I know the common wisdom is to end the relationship and rebuild from scratch, but that’s fucking terrifying. We have kids, we love each other, we have a stable life, a house, no carried debt at all, two strong careers. I’d have to end it all to start over with the stigma of breaking up my family. I still don’t know what to do. I don’t know if I want to wait and see if Jess will come around to swinging as a compromise, or if my only hope to experiment and understand what’s changed in me is to call the relationship dead.
I have to admit that I went in hard and fast. I thought I saw a path through the disconnection in our sexual relationship, but I was dead wrong and now all the cards are on the table.
Jess has worked hard to keep it together and didn’t boot me out immediately. She’s said she has accepted that this is a part of me and is willing to live with it… but she can’t accept me acting on it. She’s asking me to wait another ten years, roughly how long it would take to get the kids out of the house, after which we would still be facing a separation, but a more amicable one.
I’ve learned to self-soothe my anxiety after seven solid months of therapy.

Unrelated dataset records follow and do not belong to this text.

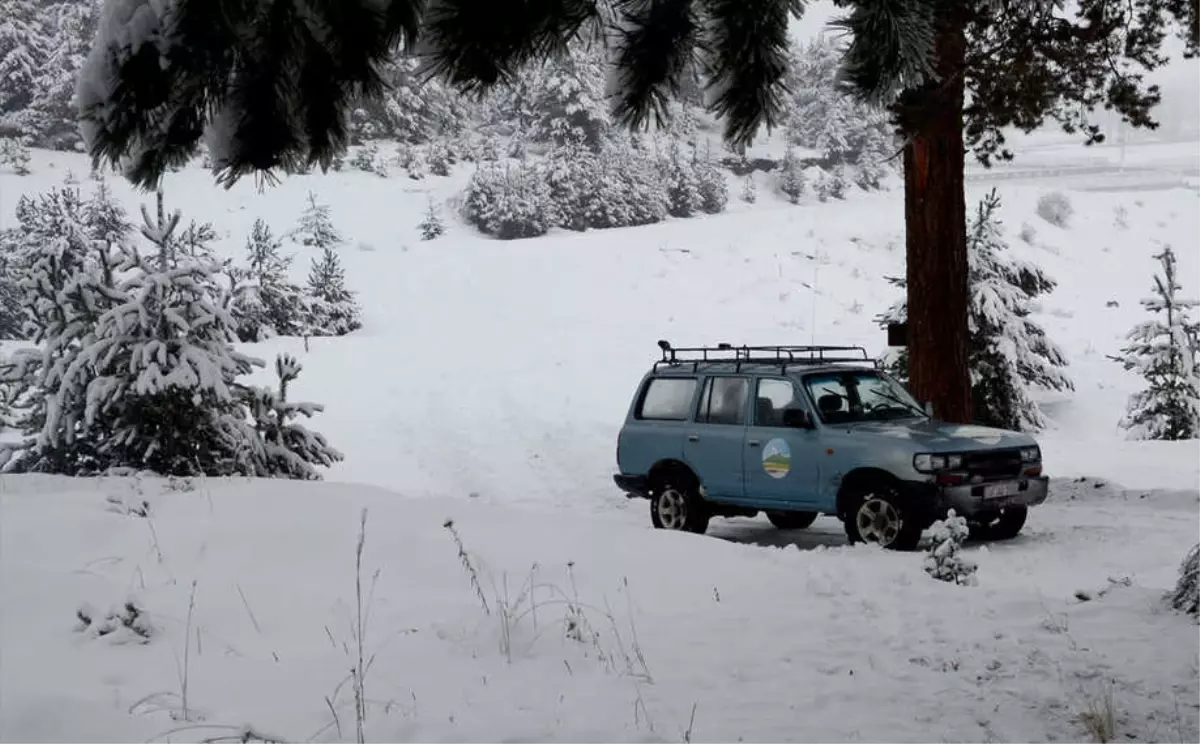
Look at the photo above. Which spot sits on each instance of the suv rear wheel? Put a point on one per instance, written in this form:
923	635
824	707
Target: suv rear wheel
875	513
792	520
678	507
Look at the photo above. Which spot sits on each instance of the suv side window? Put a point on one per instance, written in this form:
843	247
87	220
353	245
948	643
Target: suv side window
773	397
724	401
667	399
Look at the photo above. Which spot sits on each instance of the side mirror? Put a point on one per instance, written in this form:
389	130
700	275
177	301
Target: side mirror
797	418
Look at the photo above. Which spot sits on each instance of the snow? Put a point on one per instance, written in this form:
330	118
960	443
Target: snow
771	645
487	385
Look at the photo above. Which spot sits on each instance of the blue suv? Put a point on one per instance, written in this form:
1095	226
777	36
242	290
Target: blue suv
801	431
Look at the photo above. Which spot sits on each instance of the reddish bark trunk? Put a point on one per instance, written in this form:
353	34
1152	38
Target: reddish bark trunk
935	217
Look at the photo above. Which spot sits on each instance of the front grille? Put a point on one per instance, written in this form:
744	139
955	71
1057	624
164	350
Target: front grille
996	465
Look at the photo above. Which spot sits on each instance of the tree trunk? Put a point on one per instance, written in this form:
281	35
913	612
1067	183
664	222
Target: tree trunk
935	220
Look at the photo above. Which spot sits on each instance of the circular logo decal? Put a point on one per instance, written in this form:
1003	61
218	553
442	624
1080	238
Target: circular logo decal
777	459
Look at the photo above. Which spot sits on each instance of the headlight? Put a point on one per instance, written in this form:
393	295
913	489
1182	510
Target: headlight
935	463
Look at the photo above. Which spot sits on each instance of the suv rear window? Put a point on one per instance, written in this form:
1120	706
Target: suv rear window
667	399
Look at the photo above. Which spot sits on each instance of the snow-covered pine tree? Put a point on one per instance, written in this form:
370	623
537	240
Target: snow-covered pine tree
13	154
839	181
509	202
23	46
331	309
1186	597
65	291
749	190
268	303
161	372
876	160
791	177
562	100
432	226
413	109
822	117
12	313
288	449
316	227
628	187
439	159
52	119
1165	352
943	561
1009	354
153	381
714	190
108	226
571	173
682	183
822	186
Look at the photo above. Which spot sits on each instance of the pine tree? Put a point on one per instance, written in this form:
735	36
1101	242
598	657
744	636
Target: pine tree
682	183
268	303
1009	353
13	154
162	371
1167	353
52	117
822	115
559	101
331	310
136	367
791	177
287	448
954	76
66	287
749	191
432	226
316	228
1186	597
412	109
12	313
23	46
510	202
714	190
571	171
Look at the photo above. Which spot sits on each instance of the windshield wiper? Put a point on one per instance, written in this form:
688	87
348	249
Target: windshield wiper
889	396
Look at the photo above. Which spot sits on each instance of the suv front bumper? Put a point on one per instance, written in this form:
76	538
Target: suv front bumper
983	498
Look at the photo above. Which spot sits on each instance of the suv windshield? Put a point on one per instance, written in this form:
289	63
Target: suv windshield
861	395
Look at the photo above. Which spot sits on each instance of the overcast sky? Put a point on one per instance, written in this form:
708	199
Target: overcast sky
1181	77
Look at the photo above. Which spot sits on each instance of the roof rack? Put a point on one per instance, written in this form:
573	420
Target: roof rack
773	355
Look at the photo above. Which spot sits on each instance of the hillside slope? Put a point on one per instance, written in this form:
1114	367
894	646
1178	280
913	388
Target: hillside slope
503	370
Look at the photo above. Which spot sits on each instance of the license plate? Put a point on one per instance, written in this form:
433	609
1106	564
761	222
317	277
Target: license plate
1001	490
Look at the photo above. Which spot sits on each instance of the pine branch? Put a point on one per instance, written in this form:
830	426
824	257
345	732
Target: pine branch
747	63
655	47
475	46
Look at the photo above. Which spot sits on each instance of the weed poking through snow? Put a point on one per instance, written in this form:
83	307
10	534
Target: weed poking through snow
943	561
125	624
623	655
1098	717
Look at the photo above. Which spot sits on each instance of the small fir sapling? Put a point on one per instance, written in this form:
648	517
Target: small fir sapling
1165	352
432	226
943	561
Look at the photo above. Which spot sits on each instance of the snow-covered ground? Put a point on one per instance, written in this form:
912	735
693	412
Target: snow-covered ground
487	387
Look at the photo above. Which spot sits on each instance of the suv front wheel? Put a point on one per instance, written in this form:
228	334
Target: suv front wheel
876	514
679	507
792	520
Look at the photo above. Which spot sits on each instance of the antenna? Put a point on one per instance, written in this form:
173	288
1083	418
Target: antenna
816	271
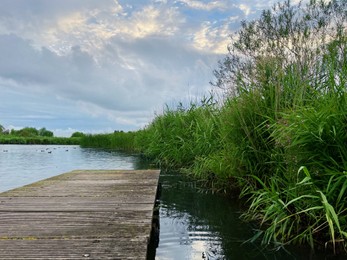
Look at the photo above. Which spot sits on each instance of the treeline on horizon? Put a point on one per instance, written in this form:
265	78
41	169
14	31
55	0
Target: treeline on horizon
277	139
31	135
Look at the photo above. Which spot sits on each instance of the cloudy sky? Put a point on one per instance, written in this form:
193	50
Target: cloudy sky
104	65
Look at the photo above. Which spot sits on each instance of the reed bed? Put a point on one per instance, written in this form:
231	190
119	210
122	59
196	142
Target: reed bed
279	137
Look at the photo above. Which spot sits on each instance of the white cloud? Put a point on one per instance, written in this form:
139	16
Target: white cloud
86	64
205	6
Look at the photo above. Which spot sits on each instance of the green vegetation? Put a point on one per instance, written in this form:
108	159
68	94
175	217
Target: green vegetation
118	140
30	135
278	138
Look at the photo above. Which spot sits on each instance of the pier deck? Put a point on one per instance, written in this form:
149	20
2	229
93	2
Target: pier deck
101	214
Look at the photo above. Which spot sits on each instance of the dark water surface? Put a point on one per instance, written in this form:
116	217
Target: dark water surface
193	223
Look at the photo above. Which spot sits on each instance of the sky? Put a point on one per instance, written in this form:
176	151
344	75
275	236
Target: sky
97	66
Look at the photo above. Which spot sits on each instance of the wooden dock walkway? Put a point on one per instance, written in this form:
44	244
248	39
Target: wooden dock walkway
103	214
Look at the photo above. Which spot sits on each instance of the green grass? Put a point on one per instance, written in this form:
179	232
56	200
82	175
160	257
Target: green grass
11	139
279	137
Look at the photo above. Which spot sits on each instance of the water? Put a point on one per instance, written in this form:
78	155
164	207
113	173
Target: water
193	223
24	164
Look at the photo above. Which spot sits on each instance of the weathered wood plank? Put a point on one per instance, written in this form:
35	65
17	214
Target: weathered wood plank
79	215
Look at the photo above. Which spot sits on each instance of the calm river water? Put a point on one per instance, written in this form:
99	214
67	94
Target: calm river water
193	224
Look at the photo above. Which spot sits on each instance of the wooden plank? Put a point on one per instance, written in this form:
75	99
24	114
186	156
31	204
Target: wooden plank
79	215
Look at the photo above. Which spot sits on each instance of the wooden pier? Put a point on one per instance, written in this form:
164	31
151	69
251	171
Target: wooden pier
103	214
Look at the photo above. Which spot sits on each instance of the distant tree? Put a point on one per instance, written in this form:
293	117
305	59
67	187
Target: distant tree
27	132
78	134
44	132
287	37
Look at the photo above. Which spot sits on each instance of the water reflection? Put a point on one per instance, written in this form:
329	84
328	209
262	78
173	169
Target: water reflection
24	164
197	225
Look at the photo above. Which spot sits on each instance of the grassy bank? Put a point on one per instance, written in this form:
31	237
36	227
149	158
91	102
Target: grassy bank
279	137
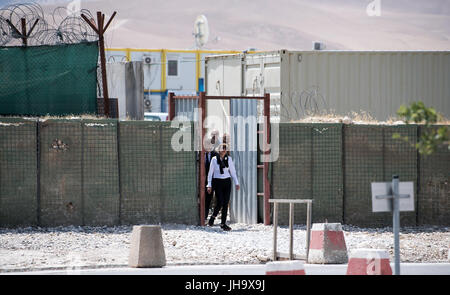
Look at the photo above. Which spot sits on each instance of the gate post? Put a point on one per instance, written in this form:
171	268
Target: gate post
266	164
202	106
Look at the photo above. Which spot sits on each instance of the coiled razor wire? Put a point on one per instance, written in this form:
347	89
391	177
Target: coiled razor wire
65	27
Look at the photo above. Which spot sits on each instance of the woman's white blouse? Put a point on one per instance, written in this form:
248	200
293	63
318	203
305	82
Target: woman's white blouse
214	171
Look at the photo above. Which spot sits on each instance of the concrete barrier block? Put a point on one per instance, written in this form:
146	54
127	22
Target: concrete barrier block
147	249
369	262
327	244
285	268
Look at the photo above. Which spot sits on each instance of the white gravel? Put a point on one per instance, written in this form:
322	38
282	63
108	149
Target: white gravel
85	247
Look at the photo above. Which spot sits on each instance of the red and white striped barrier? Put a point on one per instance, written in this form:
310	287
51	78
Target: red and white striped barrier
285	268
369	262
327	244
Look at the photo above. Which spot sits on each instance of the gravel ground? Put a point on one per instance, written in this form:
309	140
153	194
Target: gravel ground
85	247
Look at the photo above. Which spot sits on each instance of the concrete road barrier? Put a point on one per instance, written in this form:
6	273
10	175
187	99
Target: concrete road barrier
147	249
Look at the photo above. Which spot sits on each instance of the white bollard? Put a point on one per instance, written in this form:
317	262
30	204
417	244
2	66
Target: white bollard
327	244
147	249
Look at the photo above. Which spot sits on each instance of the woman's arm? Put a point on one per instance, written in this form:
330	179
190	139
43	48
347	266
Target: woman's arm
232	170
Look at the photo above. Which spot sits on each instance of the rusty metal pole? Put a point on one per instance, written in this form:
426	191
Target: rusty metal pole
24	31
266	164
171	106
202	105
101	42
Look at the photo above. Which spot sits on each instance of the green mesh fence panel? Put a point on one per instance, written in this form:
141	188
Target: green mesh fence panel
434	183
61	201
327	173
363	148
101	193
55	80
179	181
292	172
372	155
400	158
157	183
18	172
309	167
140	172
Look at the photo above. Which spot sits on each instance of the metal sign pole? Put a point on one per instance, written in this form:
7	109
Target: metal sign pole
396	222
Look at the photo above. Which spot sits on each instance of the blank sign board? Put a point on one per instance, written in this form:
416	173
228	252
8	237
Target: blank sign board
380	203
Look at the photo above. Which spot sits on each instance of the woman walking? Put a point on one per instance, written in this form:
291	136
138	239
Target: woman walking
221	171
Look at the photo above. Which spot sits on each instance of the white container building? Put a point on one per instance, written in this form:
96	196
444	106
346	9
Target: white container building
339	82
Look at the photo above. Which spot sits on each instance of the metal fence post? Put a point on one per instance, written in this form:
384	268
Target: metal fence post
396	222
275	225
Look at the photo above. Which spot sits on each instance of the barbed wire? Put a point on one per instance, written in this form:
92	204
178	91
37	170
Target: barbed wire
62	26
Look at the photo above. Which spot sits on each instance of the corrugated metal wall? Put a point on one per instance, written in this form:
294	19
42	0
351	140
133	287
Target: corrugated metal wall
373	82
187	108
244	203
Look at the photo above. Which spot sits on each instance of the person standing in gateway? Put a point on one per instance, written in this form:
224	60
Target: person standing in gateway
221	171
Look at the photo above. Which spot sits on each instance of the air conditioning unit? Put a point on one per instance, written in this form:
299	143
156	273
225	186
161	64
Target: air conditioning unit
147	60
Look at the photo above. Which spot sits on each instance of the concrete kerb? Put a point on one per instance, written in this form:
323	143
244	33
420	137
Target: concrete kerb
285	268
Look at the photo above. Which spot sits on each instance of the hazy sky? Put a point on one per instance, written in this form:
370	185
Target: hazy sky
276	24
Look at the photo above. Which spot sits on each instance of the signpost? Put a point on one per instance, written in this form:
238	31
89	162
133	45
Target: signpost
393	197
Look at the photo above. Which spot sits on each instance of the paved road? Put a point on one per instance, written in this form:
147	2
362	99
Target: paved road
310	269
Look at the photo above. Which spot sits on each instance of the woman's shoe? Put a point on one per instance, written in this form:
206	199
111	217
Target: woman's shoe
225	227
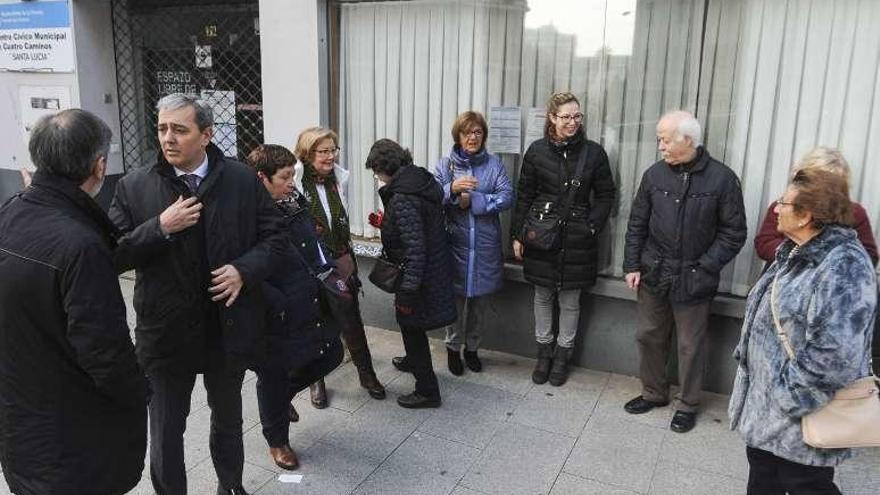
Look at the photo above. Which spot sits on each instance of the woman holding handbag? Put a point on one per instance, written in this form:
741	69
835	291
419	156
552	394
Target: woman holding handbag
806	336
564	196
323	183
476	189
302	345
414	239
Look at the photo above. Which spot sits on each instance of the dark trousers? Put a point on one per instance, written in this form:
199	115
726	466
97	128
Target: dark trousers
772	475
657	315
418	356
276	387
168	410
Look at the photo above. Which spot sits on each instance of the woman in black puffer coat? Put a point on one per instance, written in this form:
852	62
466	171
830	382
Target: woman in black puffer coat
562	272
414	235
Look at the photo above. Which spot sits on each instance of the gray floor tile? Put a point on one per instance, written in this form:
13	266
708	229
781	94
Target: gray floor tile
562	410
616	452
675	479
326	470
568	484
472	414
519	460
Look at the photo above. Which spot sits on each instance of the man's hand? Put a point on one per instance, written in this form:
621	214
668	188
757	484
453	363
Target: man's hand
633	279
463	184
226	284
182	214
517	250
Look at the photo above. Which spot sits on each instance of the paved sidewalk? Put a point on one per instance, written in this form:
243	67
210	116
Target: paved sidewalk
496	433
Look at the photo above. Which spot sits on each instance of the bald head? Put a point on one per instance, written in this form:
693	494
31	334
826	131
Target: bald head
678	136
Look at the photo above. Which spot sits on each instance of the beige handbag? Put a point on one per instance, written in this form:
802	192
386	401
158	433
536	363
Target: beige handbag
850	419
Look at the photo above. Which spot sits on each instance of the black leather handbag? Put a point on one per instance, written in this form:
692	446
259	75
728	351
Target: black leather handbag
386	274
542	227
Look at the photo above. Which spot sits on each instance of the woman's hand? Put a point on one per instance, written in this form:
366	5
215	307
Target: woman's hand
517	250
463	184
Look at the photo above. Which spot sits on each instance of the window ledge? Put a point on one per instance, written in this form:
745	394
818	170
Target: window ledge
723	304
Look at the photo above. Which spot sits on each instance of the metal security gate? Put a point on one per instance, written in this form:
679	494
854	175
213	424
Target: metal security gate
211	49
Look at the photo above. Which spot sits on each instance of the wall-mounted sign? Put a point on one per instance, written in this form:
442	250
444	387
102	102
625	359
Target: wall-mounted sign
35	36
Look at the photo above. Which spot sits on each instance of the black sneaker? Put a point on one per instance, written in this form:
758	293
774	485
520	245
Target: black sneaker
453	359
401	364
418	401
640	405
473	361
683	422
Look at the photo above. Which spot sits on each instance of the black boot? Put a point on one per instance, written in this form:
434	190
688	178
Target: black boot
473	361
356	341
542	367
559	371
453	359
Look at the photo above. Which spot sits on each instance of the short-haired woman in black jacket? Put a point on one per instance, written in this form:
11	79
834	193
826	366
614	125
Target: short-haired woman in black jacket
563	271
414	235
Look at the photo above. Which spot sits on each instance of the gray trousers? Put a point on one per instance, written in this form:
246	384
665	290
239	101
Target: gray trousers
468	329
657	315
569	314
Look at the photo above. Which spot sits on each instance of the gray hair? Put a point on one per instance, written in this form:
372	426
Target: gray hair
69	143
175	101
686	125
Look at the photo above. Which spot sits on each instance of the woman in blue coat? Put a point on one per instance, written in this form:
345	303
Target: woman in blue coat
476	189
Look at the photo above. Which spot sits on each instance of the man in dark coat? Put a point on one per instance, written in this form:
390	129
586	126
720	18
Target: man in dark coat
687	222
203	234
73	402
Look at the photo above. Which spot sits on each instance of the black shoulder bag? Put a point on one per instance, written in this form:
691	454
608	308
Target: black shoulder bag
543	224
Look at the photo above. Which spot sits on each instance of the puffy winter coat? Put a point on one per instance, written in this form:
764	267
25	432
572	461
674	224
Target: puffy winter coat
413	233
546	170
826	301
73	402
686	223
475	233
239	225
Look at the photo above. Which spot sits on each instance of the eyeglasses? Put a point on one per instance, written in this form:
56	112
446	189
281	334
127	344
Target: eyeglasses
566	117
327	152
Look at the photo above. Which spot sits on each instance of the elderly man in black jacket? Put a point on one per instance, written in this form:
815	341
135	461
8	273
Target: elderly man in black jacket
73	402
687	222
202	233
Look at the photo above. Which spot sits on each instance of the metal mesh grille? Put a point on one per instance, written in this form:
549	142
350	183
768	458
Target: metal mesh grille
209	50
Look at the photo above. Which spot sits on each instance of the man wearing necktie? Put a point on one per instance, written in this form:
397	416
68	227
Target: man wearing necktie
202	233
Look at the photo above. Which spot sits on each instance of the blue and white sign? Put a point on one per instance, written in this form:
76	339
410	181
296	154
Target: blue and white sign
35	36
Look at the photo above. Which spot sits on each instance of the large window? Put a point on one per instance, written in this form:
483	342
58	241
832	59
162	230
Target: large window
768	79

But some days are harder than others.
(Sidenote: rewind to just before we started trying to reconnect sexually a year and a half ago, before we went to the club-- Jess got frustrated with my chasing dynamic and blew up, and said that maybe I should just get that from someone else. I said “No, no, no!” in the way I had been programmed to by a life of mono-normative expectations. Sometimes I wonder what would have happened if I took her up on that. Probably a disaster, maybe an unexpected balance, I’ll never know.)